Le soleil couchant se cachait derrière les arbres, projetant de longues ombres sur la promenade et peignant les alentours d’un rouge éclatant. Ayato, qui marchait aux côtés de Saya, étudiait son profil dans ce décor étrangement irréel.
« Je veux que tu m’achètes une glace. »
C’est ainsi que Saya avait voulu utiliser son dernier coupon de vœux — pour une demande aussi mineure et simple. Ayato ne savait pas pourquoi.
« … l’équipe Rusalka était assez intéressante, » déclara soudainement Saya.
« Que veux-tu dire ? »
« Je n’ai rien contre elles. »
« Tu as dit quelque chose comme ça pendant le match. » Ayato rit.
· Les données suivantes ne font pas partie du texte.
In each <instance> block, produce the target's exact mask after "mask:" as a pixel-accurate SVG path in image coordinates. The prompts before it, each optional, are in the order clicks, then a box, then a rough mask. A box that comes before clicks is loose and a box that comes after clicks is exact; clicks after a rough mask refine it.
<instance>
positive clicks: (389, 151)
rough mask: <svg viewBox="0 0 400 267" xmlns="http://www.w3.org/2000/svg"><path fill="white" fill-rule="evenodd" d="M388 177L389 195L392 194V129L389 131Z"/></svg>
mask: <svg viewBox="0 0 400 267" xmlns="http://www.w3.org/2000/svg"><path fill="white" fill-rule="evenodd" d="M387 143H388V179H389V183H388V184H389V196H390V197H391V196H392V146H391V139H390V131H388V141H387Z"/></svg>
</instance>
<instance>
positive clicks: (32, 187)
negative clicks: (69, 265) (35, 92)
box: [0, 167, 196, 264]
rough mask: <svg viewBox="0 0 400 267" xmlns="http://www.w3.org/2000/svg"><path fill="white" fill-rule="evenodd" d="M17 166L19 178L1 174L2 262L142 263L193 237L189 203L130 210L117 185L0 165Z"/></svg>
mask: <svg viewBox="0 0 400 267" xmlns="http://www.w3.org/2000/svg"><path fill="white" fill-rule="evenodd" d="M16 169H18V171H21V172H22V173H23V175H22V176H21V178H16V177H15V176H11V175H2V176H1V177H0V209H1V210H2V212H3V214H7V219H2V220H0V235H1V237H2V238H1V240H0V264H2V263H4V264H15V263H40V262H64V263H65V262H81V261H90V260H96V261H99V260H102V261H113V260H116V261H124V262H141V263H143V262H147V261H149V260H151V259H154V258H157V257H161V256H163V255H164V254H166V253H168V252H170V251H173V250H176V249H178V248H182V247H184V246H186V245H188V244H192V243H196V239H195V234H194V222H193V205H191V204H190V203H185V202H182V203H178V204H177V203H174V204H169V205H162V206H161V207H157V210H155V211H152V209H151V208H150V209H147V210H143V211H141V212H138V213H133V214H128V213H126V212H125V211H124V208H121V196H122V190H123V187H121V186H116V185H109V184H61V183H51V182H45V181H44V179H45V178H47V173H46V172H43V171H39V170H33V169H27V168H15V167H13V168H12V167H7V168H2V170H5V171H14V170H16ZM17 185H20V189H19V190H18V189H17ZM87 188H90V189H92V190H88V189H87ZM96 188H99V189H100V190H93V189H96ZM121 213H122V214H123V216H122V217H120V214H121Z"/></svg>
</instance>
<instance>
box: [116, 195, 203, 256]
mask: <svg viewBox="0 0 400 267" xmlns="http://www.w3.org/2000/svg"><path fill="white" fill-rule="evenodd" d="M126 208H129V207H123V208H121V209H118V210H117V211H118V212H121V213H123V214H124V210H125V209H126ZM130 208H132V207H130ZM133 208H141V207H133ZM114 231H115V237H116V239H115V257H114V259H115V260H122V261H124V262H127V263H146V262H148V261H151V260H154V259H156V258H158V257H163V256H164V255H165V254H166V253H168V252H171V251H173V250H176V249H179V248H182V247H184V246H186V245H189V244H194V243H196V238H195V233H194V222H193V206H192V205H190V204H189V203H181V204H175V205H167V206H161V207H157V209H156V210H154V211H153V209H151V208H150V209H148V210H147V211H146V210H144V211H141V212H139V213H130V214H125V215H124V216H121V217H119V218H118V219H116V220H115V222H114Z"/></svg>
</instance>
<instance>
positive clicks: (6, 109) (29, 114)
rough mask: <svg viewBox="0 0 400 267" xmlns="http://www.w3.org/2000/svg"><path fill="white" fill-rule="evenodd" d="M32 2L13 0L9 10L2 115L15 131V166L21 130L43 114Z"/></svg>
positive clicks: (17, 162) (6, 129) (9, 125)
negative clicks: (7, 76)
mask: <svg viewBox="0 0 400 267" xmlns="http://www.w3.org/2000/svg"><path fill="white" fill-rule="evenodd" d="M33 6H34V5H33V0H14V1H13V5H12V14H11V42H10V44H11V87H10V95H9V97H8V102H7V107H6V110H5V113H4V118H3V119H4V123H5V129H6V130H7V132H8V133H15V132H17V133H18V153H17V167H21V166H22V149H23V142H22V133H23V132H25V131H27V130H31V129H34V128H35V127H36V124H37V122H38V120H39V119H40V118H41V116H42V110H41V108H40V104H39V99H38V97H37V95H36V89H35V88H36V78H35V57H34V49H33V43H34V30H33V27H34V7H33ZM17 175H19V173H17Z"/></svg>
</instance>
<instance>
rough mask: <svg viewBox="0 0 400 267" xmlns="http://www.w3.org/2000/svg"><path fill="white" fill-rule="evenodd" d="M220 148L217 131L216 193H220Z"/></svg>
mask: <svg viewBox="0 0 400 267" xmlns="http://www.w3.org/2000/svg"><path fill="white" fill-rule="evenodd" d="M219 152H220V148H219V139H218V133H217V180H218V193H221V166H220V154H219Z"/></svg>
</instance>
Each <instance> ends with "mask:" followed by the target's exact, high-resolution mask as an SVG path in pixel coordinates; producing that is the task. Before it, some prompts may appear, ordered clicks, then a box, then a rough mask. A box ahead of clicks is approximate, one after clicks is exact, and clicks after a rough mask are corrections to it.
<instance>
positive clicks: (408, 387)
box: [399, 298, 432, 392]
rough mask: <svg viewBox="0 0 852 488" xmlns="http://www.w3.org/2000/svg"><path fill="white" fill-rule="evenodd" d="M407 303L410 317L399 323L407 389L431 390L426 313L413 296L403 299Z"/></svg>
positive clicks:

C’était une chose rare, venant d’elle.
« J’ai parlé avec elle — Miluše — lorsque nous étions coincées ensemble sous terre. Elle m’a dit que si je ne faisais pas ce que je voulais, que si j’essayais de nier mes sentiments, je finirais par le regretter un jour. »
« Oh ? »
« Et je me suis souvenue que Haru avait dit quelque chose de similaire. »
« Haruka ? » répéta Ayato, surpris par la mention de sa grande sœur.
« Elle m’a dit de dire aux gens comme toi ce que je pense vraiment », ajouta Saya en se plaçant devant lui. « C’est donc ce que je vais faire. » Elle le regarda avec un doux sourire, les yeux pétillants. « Ayato… Je t’aime. »
« Hein… ? »
Ses paroles étaient plus sincères, plus honnêtes et plus sérieuses qu’elles ne l’avaient jamais été — comme si elle les prononçait après avoir franchi avec succès un gouffre d’hésitation et d’appréhension.
Même Ayato pouvait s’en rendre compte.
« Si je le peux, je veux être à tes côtés — pour toujours. »
Le soleil rouge vif se coucha dans son dos.
Dans ce monde rempli de nuances de rouge et de noir, seul le sourire éclatant de Saya se distinguait.
« Ce n’est pas grave. Tu pourras me donner ta réponse plus tard… Je voulais juste te le dire », termina Saya avant de se précipiter vers le soleil couchant.
Ayato, sans voix, ne pouvait que la regarder partir.